Fully Dynamic k-Means Coreset in Near-Optimal Update Time
Max Dupré la Tour, Monika Henzinger, David Saulpic
TL;DR
This work addresses maintaining high-quality clustering under fully dynamic updates by constructing and maintaining a compact $\varepsilon$-coreset that preserves clustering costs for all $k$-center solutions. The authors develop a dynamic coreset framework built on a refined merge-and-reduce strategy, achieving near-optimal amortized update times $\tilde{O}(k)$ in general metrics and $\tilde{O}(d)$ in $\mathbb{R}^d$, with flexible query times that scale as $\tilde{O}(k^2)$ (or $\tilde{O}(kd)$) depending on the approximation factor. A key contribution is a coreset algorithm that supports insertions and deletions with an amortized cost of $\frac{T(n,k,\varepsilon)}{k}$, where $T$ is the static clustering time, and its integration into the merge-and-reduce framework yields fast dynamic updates. The paper also establishes Euclidean-space implications and two conjectures suggesting potential near-optimality for both update and query times in that setting, highlighting practical significance for real-time clustering on evolving data streams.
Abstract
We study in this paper the problem of maintaining a solution to $k$-median and $k$-means clustering in a fully dynamic setting. To do so, we present an algorithm to efficiently maintain a coreset, a compressed version of the dataset, that allows easy computation of a clustering solution at query time.

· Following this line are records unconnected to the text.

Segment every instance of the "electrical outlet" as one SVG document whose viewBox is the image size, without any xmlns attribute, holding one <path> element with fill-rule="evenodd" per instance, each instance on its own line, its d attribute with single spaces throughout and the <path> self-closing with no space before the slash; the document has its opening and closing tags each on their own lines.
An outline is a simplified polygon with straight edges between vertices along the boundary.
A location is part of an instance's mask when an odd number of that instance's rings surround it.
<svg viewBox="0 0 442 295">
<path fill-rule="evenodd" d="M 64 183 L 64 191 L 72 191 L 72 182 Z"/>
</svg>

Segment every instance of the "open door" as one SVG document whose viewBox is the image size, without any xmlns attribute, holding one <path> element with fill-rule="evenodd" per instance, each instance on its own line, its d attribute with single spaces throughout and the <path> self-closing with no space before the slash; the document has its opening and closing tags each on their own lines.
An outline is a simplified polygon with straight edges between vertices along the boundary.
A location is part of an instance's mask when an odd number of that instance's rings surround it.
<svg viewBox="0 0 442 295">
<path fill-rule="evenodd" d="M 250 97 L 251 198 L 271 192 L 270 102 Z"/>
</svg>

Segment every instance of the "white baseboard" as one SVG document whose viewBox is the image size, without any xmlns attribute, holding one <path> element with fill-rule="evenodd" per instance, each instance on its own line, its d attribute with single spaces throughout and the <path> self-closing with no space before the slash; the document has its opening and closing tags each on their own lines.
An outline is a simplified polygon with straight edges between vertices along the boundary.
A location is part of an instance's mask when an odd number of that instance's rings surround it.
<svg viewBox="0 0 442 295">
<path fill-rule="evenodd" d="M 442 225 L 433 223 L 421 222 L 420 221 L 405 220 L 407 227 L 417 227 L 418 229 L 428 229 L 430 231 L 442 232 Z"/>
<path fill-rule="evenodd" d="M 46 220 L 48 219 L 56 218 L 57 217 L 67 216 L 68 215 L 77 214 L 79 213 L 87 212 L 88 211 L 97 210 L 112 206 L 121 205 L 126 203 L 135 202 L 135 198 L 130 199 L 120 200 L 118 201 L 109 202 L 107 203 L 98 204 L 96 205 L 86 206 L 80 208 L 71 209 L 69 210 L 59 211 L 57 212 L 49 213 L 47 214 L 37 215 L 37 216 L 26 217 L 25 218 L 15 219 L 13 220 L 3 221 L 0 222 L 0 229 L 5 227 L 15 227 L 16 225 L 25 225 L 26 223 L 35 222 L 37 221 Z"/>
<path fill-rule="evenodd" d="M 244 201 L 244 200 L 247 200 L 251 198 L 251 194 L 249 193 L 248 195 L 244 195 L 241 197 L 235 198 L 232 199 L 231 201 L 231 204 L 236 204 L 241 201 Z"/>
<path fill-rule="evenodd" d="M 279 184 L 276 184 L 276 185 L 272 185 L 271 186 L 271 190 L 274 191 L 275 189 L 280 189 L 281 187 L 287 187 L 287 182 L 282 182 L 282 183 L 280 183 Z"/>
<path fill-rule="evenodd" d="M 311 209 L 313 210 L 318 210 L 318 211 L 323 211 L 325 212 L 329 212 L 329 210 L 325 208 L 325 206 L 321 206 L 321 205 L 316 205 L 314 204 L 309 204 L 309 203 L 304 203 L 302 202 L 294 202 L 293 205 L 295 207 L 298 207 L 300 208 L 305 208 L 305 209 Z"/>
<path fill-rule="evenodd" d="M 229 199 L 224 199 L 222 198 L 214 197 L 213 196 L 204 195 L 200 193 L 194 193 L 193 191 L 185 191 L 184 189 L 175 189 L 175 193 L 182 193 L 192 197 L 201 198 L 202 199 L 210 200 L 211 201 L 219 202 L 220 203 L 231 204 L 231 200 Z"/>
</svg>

Our coreset algorithm has near-optimal update time of $\tilde O(k)$ in general metric spaces, which reduces to $\tilde O(d)$ in the Euclidean space $\mathbb{R}^d$. The query time is $O(k^2)$ in general metrics, and $O(kd)$ in $\mathbb{R}^d$. To maintain a constant-factor approximation for $k$-median and $k$-means clustering in Euclidean space, this directly leads to an algorithm update time $\tilde O(d)$, and query time $\tilde O(kd + k^2)$. To maintain a $O(polylog~k)$-approximation, the query time is reduced to $\tilde O(kd)$.